After importing these libraries we will specify the path for the data directory and also for test data and train data.

data_dir = 'PATH TO DATA' 
os.listdir(data_dir)  
test_p = data_dir+'/test_set/'
train_p = data_dir+'/training_set/'

We need to make sure that all the images have same have dimensions and for that we would be first initialising two empty arrays where would be storing the dimensions of each image and then finally check if all the dimensions are same.

dimension1 = []
dimension2 = []
for i_file in os.listdir(test_p+'cats'):
	img= imread(test_p+'cats/'+i_file)
	x,y,colors = img.shape
	dimension1.append(x)
	dimension2.append(y)

In order to get the same dimensions for all the images we would use the concept of np.mean() to calculate the mean value and apply it to every image in the image_shape variable that we have defined. . One thing that you should be familiar with is that the last parameter of image_shape which we have defined as 3, it basically means that we have colored images also which are made of the RGB. In case we are working with black and white images, we would have gone for 1.

print(np.mean(dimension1))
print(np.mean(dimension2)) 
image_shape = (math.ceil(np.mean(dimension1)),math.ceil(np.mean(dimension2)),3)
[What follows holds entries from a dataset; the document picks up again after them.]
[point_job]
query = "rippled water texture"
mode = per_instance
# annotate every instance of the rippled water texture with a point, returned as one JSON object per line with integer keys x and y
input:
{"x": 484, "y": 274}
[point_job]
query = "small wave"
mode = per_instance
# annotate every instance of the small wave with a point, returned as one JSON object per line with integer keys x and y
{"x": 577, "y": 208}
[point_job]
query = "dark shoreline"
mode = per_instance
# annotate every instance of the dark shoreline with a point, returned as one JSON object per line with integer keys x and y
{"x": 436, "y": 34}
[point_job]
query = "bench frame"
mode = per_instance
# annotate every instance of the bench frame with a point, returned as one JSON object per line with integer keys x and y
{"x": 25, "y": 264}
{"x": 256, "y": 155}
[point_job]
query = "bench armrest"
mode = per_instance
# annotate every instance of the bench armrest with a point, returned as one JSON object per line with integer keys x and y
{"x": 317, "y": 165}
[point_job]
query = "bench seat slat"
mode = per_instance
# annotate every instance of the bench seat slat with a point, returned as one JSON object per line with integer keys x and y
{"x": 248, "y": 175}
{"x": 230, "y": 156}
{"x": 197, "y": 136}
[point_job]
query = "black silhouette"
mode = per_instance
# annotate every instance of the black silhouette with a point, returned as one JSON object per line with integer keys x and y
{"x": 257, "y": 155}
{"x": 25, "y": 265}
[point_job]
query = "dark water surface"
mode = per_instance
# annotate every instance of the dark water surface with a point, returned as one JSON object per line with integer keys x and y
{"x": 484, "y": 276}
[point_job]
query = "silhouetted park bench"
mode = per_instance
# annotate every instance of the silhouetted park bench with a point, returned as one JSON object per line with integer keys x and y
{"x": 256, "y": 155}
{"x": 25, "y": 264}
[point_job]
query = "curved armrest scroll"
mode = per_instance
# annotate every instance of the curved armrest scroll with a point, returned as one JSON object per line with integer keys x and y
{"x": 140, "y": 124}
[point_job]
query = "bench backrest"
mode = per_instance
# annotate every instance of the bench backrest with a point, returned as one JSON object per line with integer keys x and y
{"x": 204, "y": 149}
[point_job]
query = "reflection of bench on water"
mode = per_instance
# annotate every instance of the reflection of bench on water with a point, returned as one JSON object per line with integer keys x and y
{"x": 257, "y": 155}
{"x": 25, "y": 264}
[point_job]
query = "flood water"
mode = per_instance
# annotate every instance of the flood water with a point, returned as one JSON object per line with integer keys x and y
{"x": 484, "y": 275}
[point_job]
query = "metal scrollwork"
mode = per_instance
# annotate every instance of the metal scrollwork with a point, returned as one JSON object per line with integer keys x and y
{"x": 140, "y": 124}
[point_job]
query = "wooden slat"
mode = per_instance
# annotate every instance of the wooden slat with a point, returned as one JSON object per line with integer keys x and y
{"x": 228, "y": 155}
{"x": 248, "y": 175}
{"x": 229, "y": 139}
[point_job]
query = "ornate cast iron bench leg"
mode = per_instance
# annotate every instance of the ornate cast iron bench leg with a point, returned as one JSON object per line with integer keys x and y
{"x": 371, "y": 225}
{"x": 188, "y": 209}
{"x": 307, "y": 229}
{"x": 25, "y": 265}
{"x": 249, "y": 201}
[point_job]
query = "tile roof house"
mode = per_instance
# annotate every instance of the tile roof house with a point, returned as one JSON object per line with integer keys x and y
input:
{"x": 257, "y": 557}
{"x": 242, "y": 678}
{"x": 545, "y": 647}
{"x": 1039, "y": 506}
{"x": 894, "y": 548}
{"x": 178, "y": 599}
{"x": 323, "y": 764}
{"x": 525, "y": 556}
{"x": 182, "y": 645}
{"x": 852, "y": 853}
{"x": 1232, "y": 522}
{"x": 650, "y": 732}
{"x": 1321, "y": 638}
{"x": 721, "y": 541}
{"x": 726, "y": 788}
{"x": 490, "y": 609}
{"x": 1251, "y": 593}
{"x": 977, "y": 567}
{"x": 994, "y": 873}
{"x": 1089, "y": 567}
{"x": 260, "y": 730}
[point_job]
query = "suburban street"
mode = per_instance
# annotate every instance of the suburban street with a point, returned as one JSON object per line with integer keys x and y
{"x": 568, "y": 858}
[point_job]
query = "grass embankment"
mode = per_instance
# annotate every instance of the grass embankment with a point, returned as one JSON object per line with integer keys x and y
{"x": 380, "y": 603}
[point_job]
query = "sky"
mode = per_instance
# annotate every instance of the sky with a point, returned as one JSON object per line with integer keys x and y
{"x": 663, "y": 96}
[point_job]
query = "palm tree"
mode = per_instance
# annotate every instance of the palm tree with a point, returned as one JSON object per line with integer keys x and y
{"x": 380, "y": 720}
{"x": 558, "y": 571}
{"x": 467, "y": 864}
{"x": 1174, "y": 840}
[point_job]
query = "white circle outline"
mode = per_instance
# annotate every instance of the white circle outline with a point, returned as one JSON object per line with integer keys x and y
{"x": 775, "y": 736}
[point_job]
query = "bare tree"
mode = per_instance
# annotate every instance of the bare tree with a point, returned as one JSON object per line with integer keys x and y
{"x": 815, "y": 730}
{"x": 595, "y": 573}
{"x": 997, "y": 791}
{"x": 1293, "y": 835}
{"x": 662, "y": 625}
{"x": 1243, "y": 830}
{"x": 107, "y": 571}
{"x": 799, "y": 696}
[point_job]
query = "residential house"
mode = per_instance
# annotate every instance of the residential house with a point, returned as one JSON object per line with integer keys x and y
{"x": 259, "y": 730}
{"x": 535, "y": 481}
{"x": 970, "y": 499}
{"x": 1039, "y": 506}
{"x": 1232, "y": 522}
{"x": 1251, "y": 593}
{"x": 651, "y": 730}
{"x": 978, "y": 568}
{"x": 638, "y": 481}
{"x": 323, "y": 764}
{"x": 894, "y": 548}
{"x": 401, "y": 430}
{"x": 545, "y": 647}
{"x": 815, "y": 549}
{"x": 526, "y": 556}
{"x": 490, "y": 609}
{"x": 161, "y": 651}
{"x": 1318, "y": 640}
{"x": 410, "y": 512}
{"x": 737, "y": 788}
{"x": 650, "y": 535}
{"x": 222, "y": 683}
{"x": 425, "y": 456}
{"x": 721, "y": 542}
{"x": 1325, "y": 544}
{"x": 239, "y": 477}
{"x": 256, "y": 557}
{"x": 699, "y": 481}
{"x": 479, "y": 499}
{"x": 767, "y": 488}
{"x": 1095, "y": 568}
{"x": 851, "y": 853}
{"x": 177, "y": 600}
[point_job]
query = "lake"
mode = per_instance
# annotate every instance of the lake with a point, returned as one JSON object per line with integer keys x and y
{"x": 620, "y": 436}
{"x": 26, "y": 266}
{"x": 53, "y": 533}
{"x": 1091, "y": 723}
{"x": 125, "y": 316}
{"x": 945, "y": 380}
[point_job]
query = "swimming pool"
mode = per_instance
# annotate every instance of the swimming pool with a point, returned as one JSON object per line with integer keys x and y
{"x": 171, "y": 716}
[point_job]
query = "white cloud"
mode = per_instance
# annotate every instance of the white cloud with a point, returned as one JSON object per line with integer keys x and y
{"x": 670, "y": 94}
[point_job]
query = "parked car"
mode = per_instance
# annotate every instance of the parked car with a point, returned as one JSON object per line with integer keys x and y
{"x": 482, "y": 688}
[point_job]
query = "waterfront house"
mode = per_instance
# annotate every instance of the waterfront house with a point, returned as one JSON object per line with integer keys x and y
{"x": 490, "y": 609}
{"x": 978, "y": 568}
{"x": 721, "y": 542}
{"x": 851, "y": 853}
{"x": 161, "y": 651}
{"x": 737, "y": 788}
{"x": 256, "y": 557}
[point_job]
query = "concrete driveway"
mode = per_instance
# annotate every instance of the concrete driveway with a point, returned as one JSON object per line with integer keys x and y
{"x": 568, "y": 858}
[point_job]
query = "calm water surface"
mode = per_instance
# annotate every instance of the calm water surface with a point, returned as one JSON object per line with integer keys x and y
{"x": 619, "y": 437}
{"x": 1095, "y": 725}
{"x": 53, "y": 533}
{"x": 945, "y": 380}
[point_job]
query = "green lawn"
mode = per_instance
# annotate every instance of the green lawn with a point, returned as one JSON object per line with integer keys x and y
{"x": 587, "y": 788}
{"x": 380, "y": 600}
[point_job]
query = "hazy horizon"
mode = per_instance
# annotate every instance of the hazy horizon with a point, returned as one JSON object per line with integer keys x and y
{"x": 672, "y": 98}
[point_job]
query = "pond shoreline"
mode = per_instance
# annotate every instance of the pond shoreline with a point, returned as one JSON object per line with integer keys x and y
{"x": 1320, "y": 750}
We also want to make sure that our final model should be tough enough to deal with the situations where it hasn't seen a particular image before and for that purpose we will be using the technique of data manipulation which includes resizing , rotating and scaling our images. For this purpose we would be using ImageDataGenerator. This would us allow to generate more data automatically without having to grab more data from different sources.

image_gen =
ImageDataGenerator(rotation_range=10,width_shift_range=0.10,height_shift_range=0.10,rescale=1/255)
print(image_gen.flow_from_directory(train_p))
print(image_gen.flow_from_directory(test_p))

The first parameter which we have defined is the rotation_range which allows us to rotate the images up to a certain limit. We also used width_shift_range feature which will shift the width of the picture by some specified percentage and height_shift_range which will stretch out the images . Finally in order to rescale the images we used the rescale feature which is responsible for rescaling the images to values between 0 and 1 if we had values between 1 and 255. Now there are other features also such as zoom_range which could zoom into the image and sheer_range which would help us in cutting off a portion of the image.
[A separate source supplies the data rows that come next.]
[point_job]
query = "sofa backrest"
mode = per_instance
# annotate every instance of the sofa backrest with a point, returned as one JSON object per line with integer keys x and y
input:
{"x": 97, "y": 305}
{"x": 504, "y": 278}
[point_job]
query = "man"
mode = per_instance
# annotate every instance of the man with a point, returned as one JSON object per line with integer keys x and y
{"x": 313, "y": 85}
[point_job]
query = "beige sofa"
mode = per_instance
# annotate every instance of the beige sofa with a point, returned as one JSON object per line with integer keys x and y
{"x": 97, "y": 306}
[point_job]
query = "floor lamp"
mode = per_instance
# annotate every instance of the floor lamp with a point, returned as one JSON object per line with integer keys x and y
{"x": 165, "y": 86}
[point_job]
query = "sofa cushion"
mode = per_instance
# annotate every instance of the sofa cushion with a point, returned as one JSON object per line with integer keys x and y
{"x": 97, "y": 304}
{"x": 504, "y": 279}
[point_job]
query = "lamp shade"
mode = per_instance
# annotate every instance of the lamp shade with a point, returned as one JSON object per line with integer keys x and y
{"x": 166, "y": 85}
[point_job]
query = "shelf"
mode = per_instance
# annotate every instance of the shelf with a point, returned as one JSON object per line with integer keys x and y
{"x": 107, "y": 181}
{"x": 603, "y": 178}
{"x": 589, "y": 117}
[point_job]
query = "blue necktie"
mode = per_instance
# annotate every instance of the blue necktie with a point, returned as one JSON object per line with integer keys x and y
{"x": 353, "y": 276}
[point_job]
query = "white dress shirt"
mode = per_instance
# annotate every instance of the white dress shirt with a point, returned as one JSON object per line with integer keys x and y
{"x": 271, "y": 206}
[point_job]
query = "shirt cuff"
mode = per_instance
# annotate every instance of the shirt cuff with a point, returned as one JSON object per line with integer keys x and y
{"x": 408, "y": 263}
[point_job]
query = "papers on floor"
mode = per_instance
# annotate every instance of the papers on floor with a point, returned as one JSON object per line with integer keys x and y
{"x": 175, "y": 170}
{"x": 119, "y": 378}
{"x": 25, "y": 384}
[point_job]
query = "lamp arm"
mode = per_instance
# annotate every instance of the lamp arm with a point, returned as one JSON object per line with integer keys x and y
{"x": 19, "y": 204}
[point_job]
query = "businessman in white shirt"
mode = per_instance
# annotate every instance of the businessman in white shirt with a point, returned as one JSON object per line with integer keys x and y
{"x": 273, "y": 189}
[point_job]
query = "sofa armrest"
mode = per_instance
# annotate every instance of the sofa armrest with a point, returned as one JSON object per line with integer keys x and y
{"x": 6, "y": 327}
We can have a look at it by call random_transform() on the image_gen. For the next step we already have all the images in different folders representing each class, so we could go ahead with flow_from_directory() which is responsible for generating batches of the augmented data.

Training Phase

Finally, we can now define and train our model. To start with this, we will have to define the type of model and in this case we are going to use the Sequential model from Keras which is just a list of layers we define.

model = Sequential()

After specifying the model, we will start inserting the layers. First of all we will add a Conv2D layer where we four main parameters:

filters: The common way to predict the filter is the complexity of the tasks that your are performing. This is generally in the power of 2 i.e. 32, 64, 128 etc. For now we will go with 32.
kernel_size: It also depends on the type of the data you are performing on. A typical recommendation is to start with (4,4).
input_shape: This determines the shape of the input image and we will assign the image_shape variable which we had defined earlier.
activation: We need to specify the activation function we are gonna use and for this purpose we will use 'relu' which is Rectified Linear Unit.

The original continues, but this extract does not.